Sunday, January 15, 2023
Phoenix C, 3rd Level (Sheraton Phoenix Downtown)
* noted as presenting author
Bridget Bailey, PhD, Assistant Professor, West Virginia University, Morgantown, WV
Theresa J. Early, PhD, Associate Professor, Ohio State University, Columbus
Holly A. Swartz, MD, Professor of Psychiatry, University of Pittsburgh
Background and Purpose: Bipolar disorders (BD) are the sixth leading cause of disability worldwide and individuals with bipolar II disorder (BD II) frequently demonstrate severe occupational functioning even during times of wellness. Subsequently, individuals with BD II report a profound impact of their illness on their quality of life. The staging model of BDs postulates that with greater chronicity of mood episodes, more intensive treatments and combination strategies are needed to achieve the same treatment response. However, the staging model is under researched, especially in BD II and in understanding how stage of illness progression impacts functional recovery. This study investigated whether individuals with BD II depression experienced differential improvement in occupational functioning when receiving medication in addition to psychotherapy compared to psychotherapy and placebo, and whether stage of illness progression predicted occupational functioning outcomes.

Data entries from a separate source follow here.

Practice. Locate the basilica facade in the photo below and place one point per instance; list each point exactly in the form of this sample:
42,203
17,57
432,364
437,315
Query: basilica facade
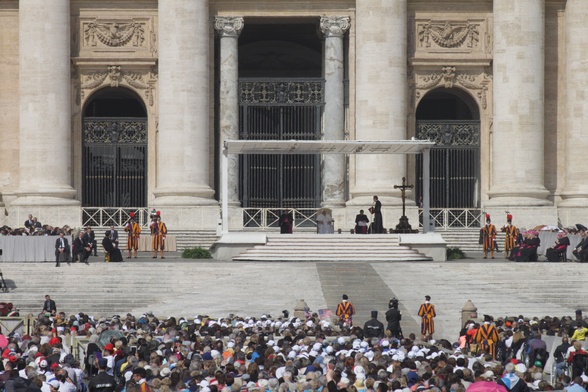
108,107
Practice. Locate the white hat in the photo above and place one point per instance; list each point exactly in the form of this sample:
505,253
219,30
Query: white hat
488,374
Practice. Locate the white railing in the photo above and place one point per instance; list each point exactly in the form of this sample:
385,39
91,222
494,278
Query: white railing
266,218
445,218
113,216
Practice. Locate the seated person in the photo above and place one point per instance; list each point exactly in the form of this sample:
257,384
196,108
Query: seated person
111,249
560,247
581,250
361,223
527,251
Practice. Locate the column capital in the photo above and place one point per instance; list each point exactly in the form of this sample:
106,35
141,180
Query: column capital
228,26
334,26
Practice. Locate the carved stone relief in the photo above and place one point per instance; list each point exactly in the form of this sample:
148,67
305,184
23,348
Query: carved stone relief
116,76
449,34
448,77
465,36
138,34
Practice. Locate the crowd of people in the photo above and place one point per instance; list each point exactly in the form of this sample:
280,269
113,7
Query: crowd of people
284,354
32,227
522,245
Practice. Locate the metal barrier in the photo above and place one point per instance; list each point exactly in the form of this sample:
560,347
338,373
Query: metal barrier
266,218
21,324
445,218
114,216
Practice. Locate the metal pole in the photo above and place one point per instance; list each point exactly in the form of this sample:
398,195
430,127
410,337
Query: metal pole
427,227
225,188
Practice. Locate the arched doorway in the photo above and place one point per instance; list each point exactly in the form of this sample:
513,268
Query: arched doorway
114,150
451,118
281,97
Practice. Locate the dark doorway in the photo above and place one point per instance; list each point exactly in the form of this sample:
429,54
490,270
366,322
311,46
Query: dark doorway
114,151
451,119
281,98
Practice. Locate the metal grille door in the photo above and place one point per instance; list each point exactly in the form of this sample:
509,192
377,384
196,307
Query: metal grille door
280,110
454,164
114,162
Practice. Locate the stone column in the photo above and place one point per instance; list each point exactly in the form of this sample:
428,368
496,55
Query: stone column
183,137
333,169
519,76
381,101
45,106
228,29
575,193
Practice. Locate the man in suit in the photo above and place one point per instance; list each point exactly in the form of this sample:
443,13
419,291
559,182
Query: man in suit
49,306
111,248
113,235
81,248
30,224
61,249
90,238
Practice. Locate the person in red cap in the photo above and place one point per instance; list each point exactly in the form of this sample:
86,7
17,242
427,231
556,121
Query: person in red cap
488,237
158,234
134,232
512,234
108,354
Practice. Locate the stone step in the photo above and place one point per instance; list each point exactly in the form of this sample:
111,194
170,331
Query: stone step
331,247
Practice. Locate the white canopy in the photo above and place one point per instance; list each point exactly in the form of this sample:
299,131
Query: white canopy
324,147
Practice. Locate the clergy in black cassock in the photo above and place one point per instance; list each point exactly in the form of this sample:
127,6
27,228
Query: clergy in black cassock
111,249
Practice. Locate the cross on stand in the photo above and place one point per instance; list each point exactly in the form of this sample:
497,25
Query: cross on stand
404,226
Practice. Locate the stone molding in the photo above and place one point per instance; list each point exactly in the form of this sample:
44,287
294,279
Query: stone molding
449,34
228,26
98,35
141,80
449,76
472,36
334,26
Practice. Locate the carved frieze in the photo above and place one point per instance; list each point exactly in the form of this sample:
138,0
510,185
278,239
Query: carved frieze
228,26
135,34
448,77
114,33
334,26
449,34
116,76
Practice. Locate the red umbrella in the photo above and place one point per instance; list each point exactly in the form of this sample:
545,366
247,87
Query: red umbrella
3,341
485,386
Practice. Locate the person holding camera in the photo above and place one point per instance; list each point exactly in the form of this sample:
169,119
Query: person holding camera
61,249
102,382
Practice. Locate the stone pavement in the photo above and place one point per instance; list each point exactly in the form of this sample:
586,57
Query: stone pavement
192,287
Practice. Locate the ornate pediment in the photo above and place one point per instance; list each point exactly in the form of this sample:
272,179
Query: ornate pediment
143,80
449,77
108,35
469,36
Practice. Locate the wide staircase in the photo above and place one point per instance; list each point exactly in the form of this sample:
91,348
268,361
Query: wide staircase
331,247
467,239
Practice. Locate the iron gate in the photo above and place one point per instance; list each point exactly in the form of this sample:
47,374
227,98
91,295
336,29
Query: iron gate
114,162
280,110
454,164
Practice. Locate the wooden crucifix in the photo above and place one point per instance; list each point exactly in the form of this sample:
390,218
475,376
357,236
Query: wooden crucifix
403,189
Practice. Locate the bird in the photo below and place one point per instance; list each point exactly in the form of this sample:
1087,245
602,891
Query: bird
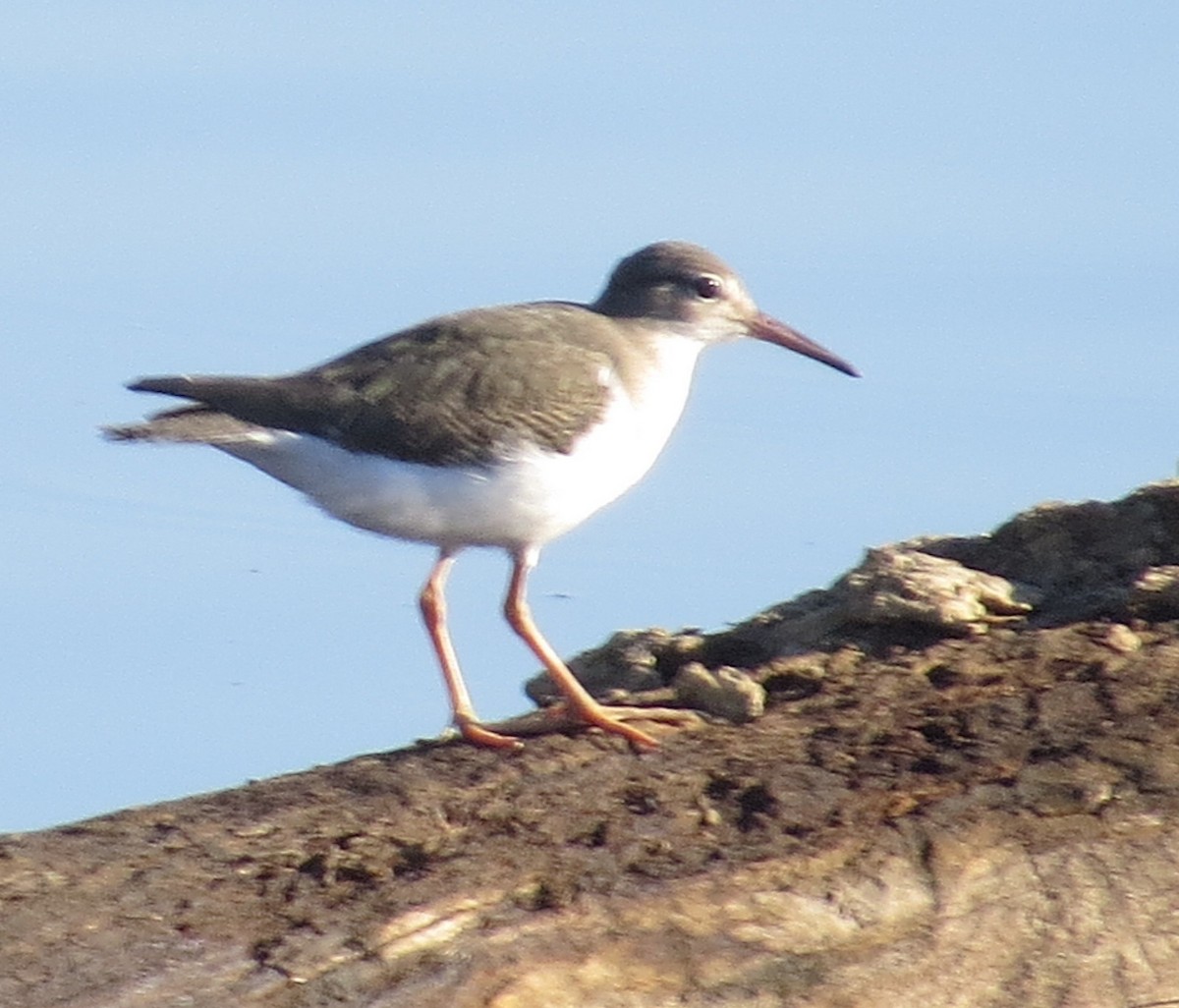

Methods: The sample consisted of individuals meeting DSM-IV criteria for BD II, currently depressed (n = 92), randomly assigned to receive interpersonal and social rhythm therapy (IPSRT) plus placebo, or IPSRT plus quetiapine and treated for 20 weeks. The Functional Assessment Short Test (FAST), an interview-based measure of functional impairment, was administered at weeks one, eight, 12, and 20-week follow up by raters blind to treatment assignment. Fully Bayesian model based imputation was used to perform an intent to treat analysis consisting of multilevel modeling with growth modeling.

Results: The majority of participants were impaired in their occupational functioning at baseline (77%) without a significant difference in impairment between treatment groups (p = 0.467). Results demonstrate improvement in occupational functioning (F1,2152.8 = 5.18, P=0.023), without a significant difference between those receiving IPSRT+P and IPSRT+Q (P > 0.05). Yet, the majority of participants remained impaired in their occupational functioning (62%). For every additional week of treatment there was a 0.061 (SD = 0.027) decrease in FAST occupational functioning score (t = -2.28, P = 0.023, CI = -0.113 – -0.008). The time by group interaction was not significant and the individual trajectories of the treatment groups did not significantly differ (P = 0.331). Individuals with “too many depressive episodes too count” had worse occupational functioning at baseline (SD=0.998, t=3.44, P=0.001, CI=1.476–5.389), but showed more improvement (F7,24165.1=3.15, p=0.003) than those with fewer previous depressive episodes.

Conclusions and Implications: Individuals receiving IPSRT plus placebo had comparable improvement in occupational functioning to those receiving IPSRT plus quetiapine. However, the majority of participants remained impaired in occupational functioning. Individuals in later stage of illness progression had worse occupational functioning scores at baseline, but showed more improvement in occupational functioning than those in earlier stages of illness progression. Therefore, psychotherapy alone may be a reasonable treatment option for individuals with BD II regardless of stage of illness progression to improve functioning, but longer maintenance treatment may be needed to regain full functioning. Study limitations include absence of an inactive comparator group, a medication only treatment group, small sample size, lack of diversity, and high dropout.